Yepp, that’s what I wrote in my original post (“I use the 470.57.02 driver, that is the latest available that supports Tesla cards (and apparently also the latest that supports Kepler, it seems after this Tesla-supporting driver I can’t use my K80s anymore, can anyone confirm?).”)
So, 470.57.02 will be the last driver and 11.4.2 will be the last CUDA that supports the K80. As far as I understand it, it should be possible to have separate CUDA installations with different versions, so it should be possible to install the 11.5 next to the 11.4.2 (I guess will need to shuffle env vars, because PATH and LD_LIBRARY_PATH are set to version-specific directories). There seems to be good stuff in 11.5, it should be possible to use that as long as I retain a 11.4.2.
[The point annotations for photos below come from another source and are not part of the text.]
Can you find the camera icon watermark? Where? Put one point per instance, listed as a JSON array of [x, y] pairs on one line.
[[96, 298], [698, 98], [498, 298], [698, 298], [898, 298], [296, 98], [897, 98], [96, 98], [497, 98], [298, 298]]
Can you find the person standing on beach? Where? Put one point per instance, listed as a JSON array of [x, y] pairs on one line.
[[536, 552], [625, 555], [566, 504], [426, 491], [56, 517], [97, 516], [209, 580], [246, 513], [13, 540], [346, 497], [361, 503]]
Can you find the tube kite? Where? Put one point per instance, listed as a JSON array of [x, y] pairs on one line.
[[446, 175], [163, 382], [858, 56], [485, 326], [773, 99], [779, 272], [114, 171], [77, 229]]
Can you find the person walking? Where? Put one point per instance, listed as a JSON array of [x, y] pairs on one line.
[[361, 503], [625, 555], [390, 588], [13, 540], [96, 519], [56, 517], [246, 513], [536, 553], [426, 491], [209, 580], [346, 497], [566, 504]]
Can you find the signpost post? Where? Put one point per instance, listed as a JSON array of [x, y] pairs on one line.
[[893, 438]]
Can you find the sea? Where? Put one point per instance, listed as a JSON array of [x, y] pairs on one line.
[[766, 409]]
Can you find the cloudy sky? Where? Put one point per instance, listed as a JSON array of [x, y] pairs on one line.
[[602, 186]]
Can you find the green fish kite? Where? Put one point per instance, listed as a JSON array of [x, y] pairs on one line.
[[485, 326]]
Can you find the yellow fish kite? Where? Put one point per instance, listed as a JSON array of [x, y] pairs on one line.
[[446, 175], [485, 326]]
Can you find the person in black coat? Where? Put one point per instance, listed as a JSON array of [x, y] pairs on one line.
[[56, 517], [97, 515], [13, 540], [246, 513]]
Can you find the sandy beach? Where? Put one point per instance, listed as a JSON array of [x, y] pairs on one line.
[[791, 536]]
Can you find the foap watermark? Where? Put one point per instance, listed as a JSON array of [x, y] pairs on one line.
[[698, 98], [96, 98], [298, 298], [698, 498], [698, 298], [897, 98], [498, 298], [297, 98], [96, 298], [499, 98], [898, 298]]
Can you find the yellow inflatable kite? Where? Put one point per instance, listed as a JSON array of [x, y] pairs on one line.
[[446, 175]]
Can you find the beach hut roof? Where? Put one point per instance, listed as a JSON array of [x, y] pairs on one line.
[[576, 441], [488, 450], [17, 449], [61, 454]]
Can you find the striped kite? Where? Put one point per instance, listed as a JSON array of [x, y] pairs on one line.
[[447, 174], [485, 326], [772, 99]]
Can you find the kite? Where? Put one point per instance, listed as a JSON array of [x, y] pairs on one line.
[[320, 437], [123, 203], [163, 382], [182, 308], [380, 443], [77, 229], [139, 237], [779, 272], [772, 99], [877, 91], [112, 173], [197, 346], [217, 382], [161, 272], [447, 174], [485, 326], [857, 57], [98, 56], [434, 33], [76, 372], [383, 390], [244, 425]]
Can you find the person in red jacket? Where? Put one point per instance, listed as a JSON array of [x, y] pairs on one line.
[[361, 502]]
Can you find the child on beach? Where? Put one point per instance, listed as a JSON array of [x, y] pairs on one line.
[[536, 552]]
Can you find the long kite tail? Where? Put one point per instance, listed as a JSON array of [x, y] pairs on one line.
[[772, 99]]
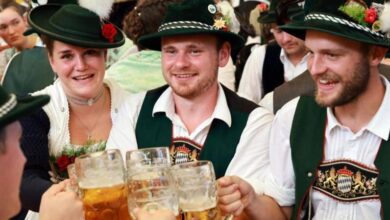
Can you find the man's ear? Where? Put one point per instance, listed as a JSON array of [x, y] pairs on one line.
[[377, 55], [224, 54]]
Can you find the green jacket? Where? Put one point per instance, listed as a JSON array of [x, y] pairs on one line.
[[221, 141]]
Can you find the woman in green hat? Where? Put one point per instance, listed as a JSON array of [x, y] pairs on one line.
[[85, 109], [12, 161], [12, 25]]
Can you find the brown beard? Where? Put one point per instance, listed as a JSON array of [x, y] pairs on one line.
[[355, 85]]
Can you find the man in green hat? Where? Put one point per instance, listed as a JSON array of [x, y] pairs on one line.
[[335, 146], [195, 115], [270, 65]]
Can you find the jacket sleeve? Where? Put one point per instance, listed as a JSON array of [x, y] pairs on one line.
[[34, 144]]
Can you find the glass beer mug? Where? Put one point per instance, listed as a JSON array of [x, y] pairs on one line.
[[197, 189], [150, 183], [101, 179]]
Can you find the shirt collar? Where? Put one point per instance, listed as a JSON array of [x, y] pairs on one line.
[[165, 104], [379, 124]]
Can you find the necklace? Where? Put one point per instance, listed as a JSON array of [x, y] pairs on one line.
[[88, 102], [92, 128]]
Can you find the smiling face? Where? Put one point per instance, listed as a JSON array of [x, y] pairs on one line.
[[339, 67], [291, 45], [81, 70], [12, 27], [190, 63]]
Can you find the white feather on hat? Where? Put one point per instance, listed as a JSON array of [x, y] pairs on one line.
[[385, 18], [102, 7]]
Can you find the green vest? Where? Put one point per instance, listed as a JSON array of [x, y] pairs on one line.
[[28, 71], [221, 141], [307, 140]]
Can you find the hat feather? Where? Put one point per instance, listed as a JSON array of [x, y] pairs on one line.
[[385, 18], [101, 8]]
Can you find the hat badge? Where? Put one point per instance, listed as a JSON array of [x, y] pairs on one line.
[[212, 9]]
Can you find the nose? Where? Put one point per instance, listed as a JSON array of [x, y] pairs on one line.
[[316, 65], [80, 63], [286, 37], [181, 60]]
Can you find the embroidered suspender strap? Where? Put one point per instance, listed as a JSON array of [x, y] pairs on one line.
[[300, 85], [347, 181], [382, 163], [273, 70], [307, 135], [221, 142], [153, 131], [307, 139]]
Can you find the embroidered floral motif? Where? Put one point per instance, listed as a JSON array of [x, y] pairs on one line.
[[360, 13], [68, 155], [221, 22]]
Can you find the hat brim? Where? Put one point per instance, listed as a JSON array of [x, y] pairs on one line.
[[266, 18], [299, 28], [24, 107], [153, 41], [39, 20]]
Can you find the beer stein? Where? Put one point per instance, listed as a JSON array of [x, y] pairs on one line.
[[197, 189], [101, 180], [150, 183]]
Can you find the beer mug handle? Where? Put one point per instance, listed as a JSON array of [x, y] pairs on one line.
[[228, 217]]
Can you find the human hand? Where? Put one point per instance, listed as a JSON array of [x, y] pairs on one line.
[[59, 203], [4, 47], [234, 195], [155, 215]]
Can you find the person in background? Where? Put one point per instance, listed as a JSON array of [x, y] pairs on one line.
[[12, 161], [270, 65], [335, 145], [141, 71], [12, 26], [85, 108]]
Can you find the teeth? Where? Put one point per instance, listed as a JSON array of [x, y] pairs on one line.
[[323, 81], [82, 77]]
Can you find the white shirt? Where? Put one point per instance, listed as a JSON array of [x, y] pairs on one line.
[[251, 155], [341, 143], [251, 85]]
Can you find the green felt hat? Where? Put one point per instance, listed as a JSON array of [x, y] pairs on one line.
[[76, 25], [271, 16], [360, 20], [191, 17], [13, 108]]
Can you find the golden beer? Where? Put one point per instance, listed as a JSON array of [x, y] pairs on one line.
[[205, 214], [106, 203], [152, 191]]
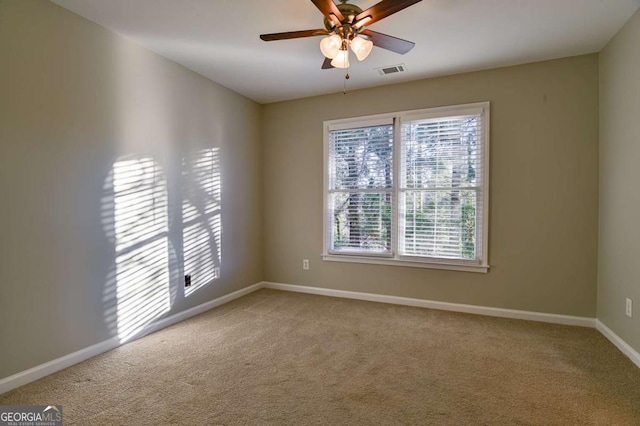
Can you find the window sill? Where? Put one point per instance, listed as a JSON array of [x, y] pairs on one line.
[[408, 263]]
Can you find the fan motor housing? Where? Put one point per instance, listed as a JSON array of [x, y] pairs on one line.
[[349, 11]]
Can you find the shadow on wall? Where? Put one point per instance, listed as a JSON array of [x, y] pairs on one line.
[[201, 221], [143, 282]]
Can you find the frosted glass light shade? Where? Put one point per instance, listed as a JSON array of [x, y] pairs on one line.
[[361, 47], [330, 46], [341, 60]]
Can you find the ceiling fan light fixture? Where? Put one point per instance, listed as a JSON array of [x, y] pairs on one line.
[[341, 60], [330, 46], [361, 47], [362, 21]]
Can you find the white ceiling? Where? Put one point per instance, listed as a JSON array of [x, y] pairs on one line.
[[219, 38]]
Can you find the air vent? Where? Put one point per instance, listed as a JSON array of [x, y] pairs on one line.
[[391, 69]]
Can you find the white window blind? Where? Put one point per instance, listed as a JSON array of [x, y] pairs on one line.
[[361, 189], [441, 187], [409, 188]]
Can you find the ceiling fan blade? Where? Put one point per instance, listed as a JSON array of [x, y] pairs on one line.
[[293, 34], [327, 64], [327, 7], [385, 8], [388, 42]]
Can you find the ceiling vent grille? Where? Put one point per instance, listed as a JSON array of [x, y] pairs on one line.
[[391, 69]]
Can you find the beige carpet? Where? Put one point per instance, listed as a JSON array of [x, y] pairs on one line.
[[284, 358]]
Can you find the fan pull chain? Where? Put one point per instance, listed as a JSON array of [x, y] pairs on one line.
[[346, 76]]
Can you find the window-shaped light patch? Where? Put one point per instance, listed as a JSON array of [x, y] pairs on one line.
[[201, 218], [140, 225]]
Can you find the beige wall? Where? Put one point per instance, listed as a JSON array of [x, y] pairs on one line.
[[544, 188], [619, 237], [74, 99]]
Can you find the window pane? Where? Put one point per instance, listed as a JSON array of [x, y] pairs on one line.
[[361, 221], [441, 153], [361, 158], [439, 223]]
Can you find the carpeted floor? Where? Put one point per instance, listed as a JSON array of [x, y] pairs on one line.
[[285, 358]]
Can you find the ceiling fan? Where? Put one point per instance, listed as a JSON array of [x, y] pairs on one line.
[[345, 27]]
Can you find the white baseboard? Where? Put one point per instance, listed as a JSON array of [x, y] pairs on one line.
[[50, 367], [443, 306], [624, 347]]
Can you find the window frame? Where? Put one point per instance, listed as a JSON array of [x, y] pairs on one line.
[[394, 258]]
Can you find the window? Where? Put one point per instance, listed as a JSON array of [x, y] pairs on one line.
[[409, 188]]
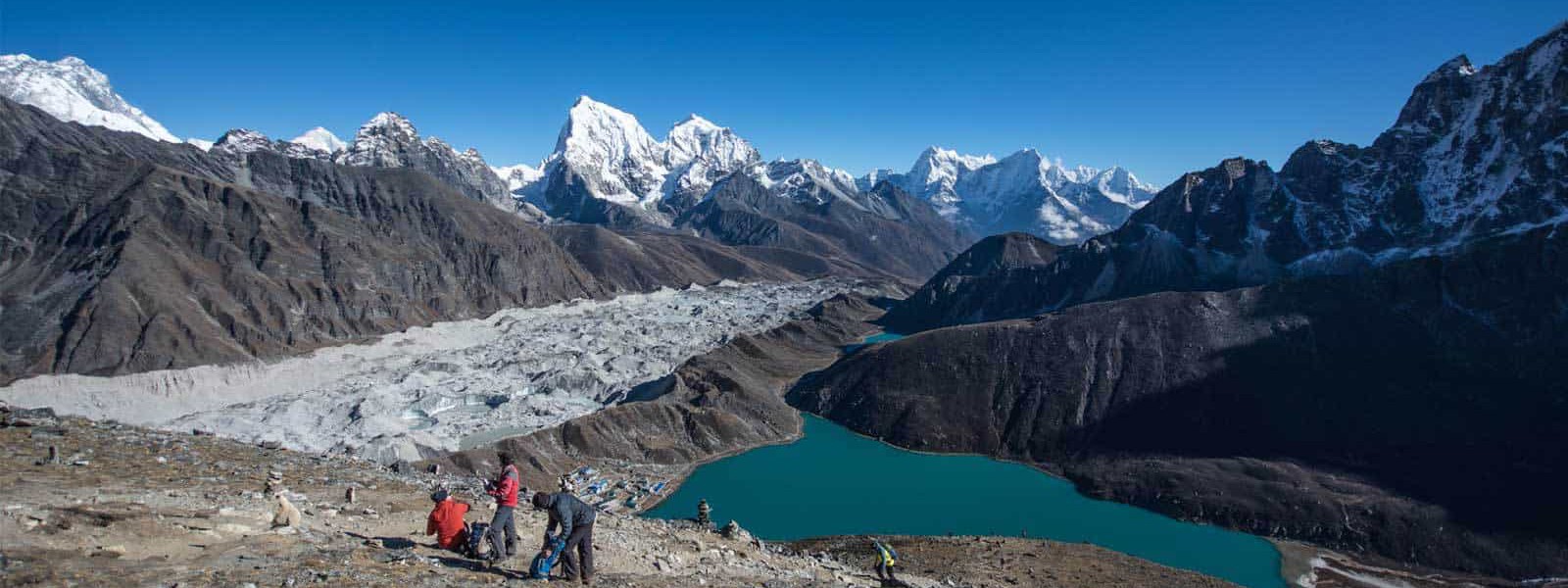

@rs277 Thanks for the pointer and correction. I admit I overlooked this statement squirreled away 75% down the release notes.

It would be advantageous to put deprecation/discontinuation notices at the top of such documents.

It is certainly possible to keep and use multiple CUDA versions (I had up to three at one point), as long as the installed driver package supports all of them. Does the driver package 470.57.02 support CUDA 11.5? Based on table 2 in the CUDA 11.5 release notes the answer is yes, but only in tems of “CUDA minor version compatibility”.

As long as you take note of the Cuda minor version compatibility comments referenced in the Cuda 11.5 Release Notes, (you did read those…?), you should be able to use the K80 with 11.5 in many cases.

Yes, for some reason the doc writers seem to place dropped/deprecated feature details toward the end, rather than feature them prominently at the beginning.

I am not disputing that your K80 is a brick now. But I don’t see how old-age fatigue can be excluded as the cause of death. Conversely, no evidence has been presented that “the internal overheat protection didn’t work and damaged my card”. I like car analogies. Your observations are akin to “I have this vintage car that was doing fine as long as I was just puttering around town, but when I took it out on the autobahn to drive at top speed it threw a rod within minutes”.

How old is this particular K80? Six years, seven years? Active components age, passive components age (capacitors in particular), solder joints can develop cracks due to thermal expansion and contraction, etc. There are other potential contributing damaging factors such as static electricity during handling.

Obviously the lifetime of electronics doesn’t have a sharp cliff (e.g. “dies the day after the warranty expired”), but follows a statistical distribution, with some parts dying earlier than others. Your dead K80 could be one in the left tail of that distribution.

When I worked at AMD back in the days, they had a department that did post-mortem analysis on products returned because they died prematurely. The goal was to improve engineering and manufacturing processes based on the findings. I don’t know whether NVIDIA has a department like that. If your GPU is still covered by a warranty (unlikely) it might be worthwhile finding out.

I see what you mean. Old age fatigue may have accumulated internal, incremental damage, like micro fissures, and then when put to max load it cracked.
Those were sold on ebay as “used”, but two of the three appeared in pristine, never-used condition. I guess I’ll always have that problem when I buy used P100 or V100 cards on ebay. Even when sold as “new” or “refurbished” there can be internal damage (e. g. corrosion) that accumulates through the mere passage of time.